Synopses & Reviews
"The prolific Young (Embryoyo) sometimes seems a creature of mere whimsy, spinning provocative sentences almost at random, one after another; at other times he's a dynamo of invention, whose ceaseless changes of mood and topics, absurd connections between incompatible tones, explicitly sexual energies and underlying unease more than justify his recent prominence and his obvious influence over so many younger American poets. Between its postsurrealist comic claims ('In the desert I feel like I'm made/ entirely of broccoli') and its fun with shock value ('We sniff glue./ I have a medium-sized White House in my sperm'), this ninth book will certainly please fans. Yet the volume also finds Young reaching more often for pathos and earnest representations of pain. One of the best poems begins, 'Shouldn't someone have run for help by now?' Another begins, 'You must be careful eating thorns.' The moments of lament (evoking, at times, Wallace Stevens) allow Young to slow the book down, to make not only a poetry to caricature our contemporary culture (suffused as we are with so much information) but also a verse suffused with halting regret: these saddest of Young's poems might even bring prior doubters into his fold." Publishers Weekly (Copyright Reed Business Information, Inc.)

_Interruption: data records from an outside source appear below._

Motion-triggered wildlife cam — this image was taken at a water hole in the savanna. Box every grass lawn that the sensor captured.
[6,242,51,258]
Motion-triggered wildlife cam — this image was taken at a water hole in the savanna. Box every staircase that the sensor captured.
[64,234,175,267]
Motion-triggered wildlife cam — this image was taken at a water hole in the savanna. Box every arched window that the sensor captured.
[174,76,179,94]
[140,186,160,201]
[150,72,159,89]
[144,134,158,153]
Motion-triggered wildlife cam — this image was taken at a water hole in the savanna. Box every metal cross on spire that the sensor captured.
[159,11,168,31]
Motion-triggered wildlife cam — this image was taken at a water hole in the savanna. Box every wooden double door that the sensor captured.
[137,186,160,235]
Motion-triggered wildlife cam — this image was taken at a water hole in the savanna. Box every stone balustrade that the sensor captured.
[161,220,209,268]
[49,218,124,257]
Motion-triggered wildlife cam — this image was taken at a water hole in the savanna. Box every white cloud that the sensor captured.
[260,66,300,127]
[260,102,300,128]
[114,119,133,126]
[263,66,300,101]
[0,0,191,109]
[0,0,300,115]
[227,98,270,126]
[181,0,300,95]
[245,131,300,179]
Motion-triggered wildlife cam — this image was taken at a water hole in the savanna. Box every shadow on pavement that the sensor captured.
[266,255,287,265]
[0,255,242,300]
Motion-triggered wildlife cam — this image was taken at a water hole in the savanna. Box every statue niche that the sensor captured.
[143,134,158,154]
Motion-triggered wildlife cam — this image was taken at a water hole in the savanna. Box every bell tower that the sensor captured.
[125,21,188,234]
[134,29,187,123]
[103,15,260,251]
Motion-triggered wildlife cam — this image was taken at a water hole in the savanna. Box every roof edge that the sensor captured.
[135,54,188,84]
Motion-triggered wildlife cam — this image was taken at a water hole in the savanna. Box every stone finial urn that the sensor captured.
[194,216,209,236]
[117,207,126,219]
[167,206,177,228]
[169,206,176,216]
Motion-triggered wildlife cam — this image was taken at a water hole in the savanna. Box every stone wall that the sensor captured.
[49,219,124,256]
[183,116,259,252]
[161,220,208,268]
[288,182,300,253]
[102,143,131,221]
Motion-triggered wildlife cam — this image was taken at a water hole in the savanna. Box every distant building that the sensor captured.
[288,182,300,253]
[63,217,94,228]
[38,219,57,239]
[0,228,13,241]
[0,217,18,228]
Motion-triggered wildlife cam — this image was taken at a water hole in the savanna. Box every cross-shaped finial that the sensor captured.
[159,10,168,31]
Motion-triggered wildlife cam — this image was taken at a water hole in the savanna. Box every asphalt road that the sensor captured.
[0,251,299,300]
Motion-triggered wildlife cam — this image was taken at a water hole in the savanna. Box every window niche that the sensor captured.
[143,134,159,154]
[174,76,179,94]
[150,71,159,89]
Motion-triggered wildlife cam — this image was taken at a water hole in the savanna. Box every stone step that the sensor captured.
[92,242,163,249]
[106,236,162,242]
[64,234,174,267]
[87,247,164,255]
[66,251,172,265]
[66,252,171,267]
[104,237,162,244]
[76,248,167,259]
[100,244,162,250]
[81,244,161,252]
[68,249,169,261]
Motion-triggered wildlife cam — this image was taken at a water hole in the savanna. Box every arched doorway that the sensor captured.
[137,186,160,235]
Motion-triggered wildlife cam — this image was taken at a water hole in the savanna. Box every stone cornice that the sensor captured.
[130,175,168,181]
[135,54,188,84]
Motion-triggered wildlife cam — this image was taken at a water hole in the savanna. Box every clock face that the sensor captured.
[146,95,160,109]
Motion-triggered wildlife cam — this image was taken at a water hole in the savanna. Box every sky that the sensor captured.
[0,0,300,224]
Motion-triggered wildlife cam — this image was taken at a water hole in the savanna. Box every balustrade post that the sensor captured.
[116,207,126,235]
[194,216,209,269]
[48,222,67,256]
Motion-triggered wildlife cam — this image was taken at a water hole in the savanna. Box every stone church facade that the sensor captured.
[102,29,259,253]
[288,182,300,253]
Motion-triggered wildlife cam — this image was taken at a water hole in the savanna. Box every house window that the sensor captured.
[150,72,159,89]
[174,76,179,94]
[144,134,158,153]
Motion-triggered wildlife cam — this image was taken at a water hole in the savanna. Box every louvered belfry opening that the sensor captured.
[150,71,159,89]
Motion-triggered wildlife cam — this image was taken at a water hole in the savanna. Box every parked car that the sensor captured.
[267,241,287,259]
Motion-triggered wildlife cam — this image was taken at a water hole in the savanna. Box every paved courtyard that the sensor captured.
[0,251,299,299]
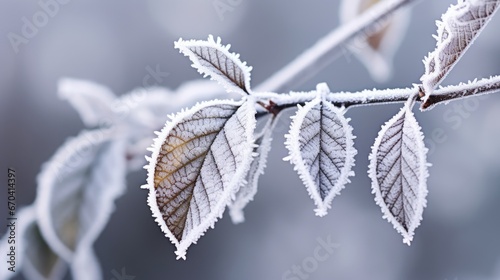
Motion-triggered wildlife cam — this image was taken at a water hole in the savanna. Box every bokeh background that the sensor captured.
[1,0,500,279]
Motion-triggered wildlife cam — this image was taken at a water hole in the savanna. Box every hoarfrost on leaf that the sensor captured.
[284,83,357,217]
[340,0,411,82]
[58,78,229,172]
[228,115,277,224]
[174,79,227,106]
[144,99,256,259]
[420,0,500,100]
[36,129,126,277]
[175,35,253,96]
[368,96,429,245]
[58,78,117,127]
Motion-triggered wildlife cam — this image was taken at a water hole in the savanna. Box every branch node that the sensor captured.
[257,100,282,116]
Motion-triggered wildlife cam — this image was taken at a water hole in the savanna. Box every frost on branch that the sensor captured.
[228,115,276,224]
[339,0,410,82]
[284,83,357,217]
[36,129,126,279]
[369,96,429,245]
[144,99,256,259]
[175,35,253,96]
[420,0,500,99]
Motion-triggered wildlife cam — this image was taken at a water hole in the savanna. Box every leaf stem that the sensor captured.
[255,0,417,93]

The ninth collection for this Pulitzer Prize finalist, who remains as entertaining, imaginative and inventive as ever.
About the Author
Dean Young has published eight previous books, most recently elegy on toy piano, a finalist for the Pulitzer Prize, and Embryoyo. He has received fellowships from the Guggenheim Foundation and the National Endowment for the Arts as well as an Academy Award in Literature from the American Academy of Arts and Letters. He teaches in the Iowa Writers' Workshop.